If your heart is caught in the turmoil of the past, it will be hard to find. If you have given your heart to another in a misguided attempt at love, there will be only a shadow of a heart left for you. You may have left small pieces of it scattered around with those you love…family, friends, beloved pets…as a mistaken way to stay connected. Or your heart could be barricaded or even shriveled, as mine was when I first began my spiritual journey.
So we begin by being as Present as we can be, by feeling every muscle in our body, by feeling every cell. In particular, I like to feel my back, because in our culture we are so heavily oriented toward the front that we in effect are off balance, nearly falling on our face.
Bringing your whole back into your awareness, let that awareness spread throughout your whole body. Now ask your body (not your mind), “Where is my heart?”
Allow a sensation to rise up, to make itself felt. If you don’t feel a tangible sensation, no matter. Imagine what it might feel like if you could feel it, and let that feeling rise up if you can.
Know that your heart will make itself known when you ask, even if you are wearing blinders and can’t see it or feel it. So just assume it is responding and act “as if.”
Now’s your chance to imagine cradling your heart in your arms. Whenever there is any pain, it’s always our little two year old self crying out for love and comfort. Imagine you can actually feel your own energy embracing your own heart, comforting that two year old.
Allow compassion to rise up. It’s hard to play this “human” game. Have compassion for your Self. And kindness. Now’s your chance to model how you want the world to treat you, with kindness, love and compassion.

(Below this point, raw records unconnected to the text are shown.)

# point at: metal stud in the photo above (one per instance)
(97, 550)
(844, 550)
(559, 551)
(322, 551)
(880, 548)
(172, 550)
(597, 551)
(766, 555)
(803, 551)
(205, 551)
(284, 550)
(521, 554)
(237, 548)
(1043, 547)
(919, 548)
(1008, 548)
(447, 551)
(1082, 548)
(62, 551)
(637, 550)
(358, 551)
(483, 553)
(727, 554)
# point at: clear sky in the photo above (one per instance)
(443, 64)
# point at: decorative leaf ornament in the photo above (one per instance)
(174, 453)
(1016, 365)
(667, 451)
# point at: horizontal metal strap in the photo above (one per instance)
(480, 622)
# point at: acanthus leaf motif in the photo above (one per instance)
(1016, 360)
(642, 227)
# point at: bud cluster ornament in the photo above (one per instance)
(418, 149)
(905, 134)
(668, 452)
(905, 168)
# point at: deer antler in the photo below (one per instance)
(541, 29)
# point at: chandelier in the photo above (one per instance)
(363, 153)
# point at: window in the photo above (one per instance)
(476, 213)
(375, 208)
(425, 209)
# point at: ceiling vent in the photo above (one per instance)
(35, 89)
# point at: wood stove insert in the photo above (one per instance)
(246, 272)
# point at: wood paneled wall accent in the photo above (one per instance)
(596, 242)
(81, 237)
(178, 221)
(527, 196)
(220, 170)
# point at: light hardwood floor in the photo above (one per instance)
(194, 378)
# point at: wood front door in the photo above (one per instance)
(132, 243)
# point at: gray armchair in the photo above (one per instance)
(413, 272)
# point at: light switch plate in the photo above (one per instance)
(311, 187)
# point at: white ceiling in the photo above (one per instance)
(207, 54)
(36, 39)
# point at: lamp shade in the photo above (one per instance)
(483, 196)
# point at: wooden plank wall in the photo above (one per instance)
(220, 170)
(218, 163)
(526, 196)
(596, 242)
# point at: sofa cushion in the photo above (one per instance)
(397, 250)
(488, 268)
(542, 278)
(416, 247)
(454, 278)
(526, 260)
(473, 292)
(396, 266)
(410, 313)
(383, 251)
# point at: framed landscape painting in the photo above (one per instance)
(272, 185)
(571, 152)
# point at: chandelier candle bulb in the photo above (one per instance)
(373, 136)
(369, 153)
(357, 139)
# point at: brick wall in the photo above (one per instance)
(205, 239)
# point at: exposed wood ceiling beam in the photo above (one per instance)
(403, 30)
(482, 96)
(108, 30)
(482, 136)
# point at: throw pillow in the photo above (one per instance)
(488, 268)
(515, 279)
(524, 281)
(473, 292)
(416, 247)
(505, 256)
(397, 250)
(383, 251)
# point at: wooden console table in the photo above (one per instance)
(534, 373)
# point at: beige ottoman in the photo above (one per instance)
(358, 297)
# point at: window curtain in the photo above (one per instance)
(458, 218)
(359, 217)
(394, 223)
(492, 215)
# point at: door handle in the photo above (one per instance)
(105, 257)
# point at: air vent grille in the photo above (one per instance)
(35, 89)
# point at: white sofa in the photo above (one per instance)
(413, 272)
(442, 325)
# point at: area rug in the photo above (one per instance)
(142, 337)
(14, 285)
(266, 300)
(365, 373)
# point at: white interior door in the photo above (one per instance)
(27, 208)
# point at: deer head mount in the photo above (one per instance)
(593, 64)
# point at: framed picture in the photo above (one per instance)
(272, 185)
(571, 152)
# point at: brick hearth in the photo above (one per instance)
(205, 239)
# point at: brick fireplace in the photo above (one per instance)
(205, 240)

This worked for me. By the time I got done, I had only a shadow of the depression left. I was now able to dwell in things I love…budding new leaves in spring, outrageous colors in my garden, family, friends, my kitties, the ocean, the mountains, the trees, Silence, a clear starry night. What remained got swept away with a timely phone call from a new client requesting a session, always a happy event.
Using Gandhi’s quote as a guide, I’d say I dropped into my true nature and that mysterious interloper, Depression, beat a hasty retreat. If I were out in the world at that moment, yes, the attitude of the world toward me would have been much improved over the depressed state. But my own attitude toward the whole world changed as well.
Alone in my depression, I feel bleak and distraught. Together, me, compassion, kindness, thoughts of what I love, and my heart itself, together we dance a dance of “Lovin’ In my Heart.”